As far as housing investment’s negative impacts on the macroeconomy are concerned, China has learned from other countries, like Germany and France, which experienced relatively mild fluctuations in their economic circles as assets are less of an investment tool there. By contrast, economies like the United States, Japan and Spain, which suffered from turbulent economic downtowns during the last economic cycle, are more tolerant toward viewing housing as an investment.
A major barrier to China’s sustainable economic development is its high saving rate and low consumption, a structural defect that has become even more obvious in the wake of the financial crisis. Thus China lists consumption expansion as a key task of its macroeconomic control policies. However, giving residents incentives to spend more should not go beyond control. Boosting consumption should be based on the growth of residents’ disposable incomes. In the context of a hot property market, slow growth of residents’ disposable income and frequent adjustments to interest levels, people buying homes at a lower mortgage rate may find themselves unable to pay their mortgages after interests experience an upturn. Therefore, the Chinese Government also needs to take measures to prevent a consumer credit explosion, like that experienced in the United States.

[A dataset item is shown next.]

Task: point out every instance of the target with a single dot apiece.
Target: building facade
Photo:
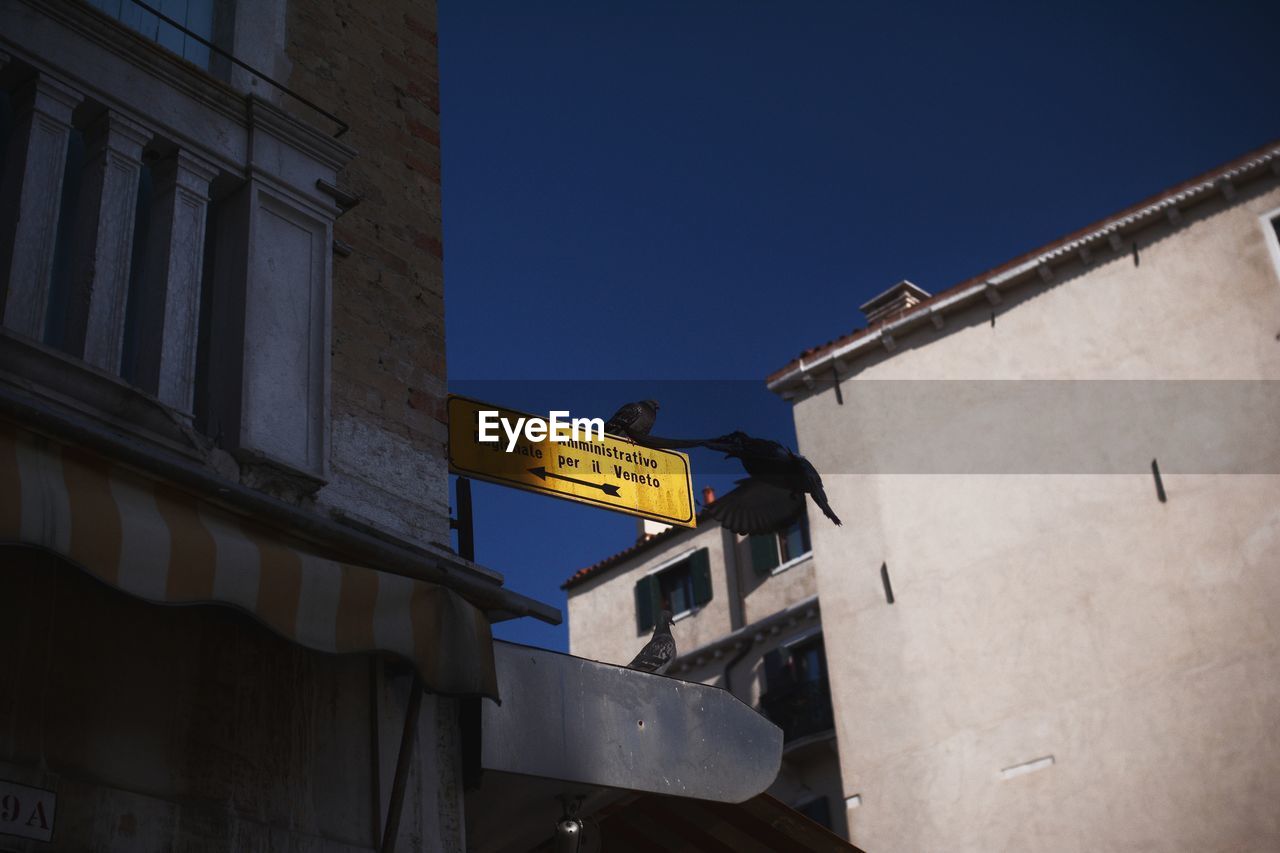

Suggestions to market supervisors
Property market supervisors in China should adhere to three long-term policies. First, the government should distribute rental subsidies to low-income groups and guarantee the construction of affordable housing by providing efficient construction land and capital while trafficing infrastructure support. The government will have more leeway to adjust property market policies after guaranteeing people’s basic needs and social stability.
Second, the government must adopt taxation and financial tools to reduce investments in the property market. This should be a long-term policy. To achieve this goal, state-holding companies should be required to enlarge their capital dividend programs and their programs to sell part of their state-held shares. Therefore, large state-owned enterprises can no longer repeat a vicious investment cycle of putting their extra money in the asset market, making money and enlarging their investment in housing. When state-owned enterprises became land buyers of the largest deals in many Chinese cities, their speculation further pushed up local housing prices. The second tool is to limit foreign investment in China’s property market and encourage foreign capital into management- and technology-intensive projects. The third tool is to increase the taxation burdens on property investment, including procedures to levy property tax.
Third, the government must strictly supervise the implementation of financial regulations of the property market. Second homes’ higher down payment ratio must be implemented, and property development companies must meet the requirements on the ratio of their own capital.
The government and companies should not frequently adjust their policies over the definition of second homes, down payment ratios, mortgage interest rates and taxes on property sales.
The popular public opinion that activeness of the property market is mainly decided by government financial policies is wrong, dangerous and in need of change.
When the economic cycle fluctuates most violently, the government should be warned against the excessive use of monetary policies, which could spur speculative investment in the property market.
While using financial tools to stimulate credit consumption, the government should not ignore the property’s dual nature as a form of consumption and an investment tool, while overlooking the risk of the property market boom on the macroeconomy. Therefore, the macro-control policies on the property market should be measured against the long-term development of the economy, consumer product prices, credit supply and the balance of international payments.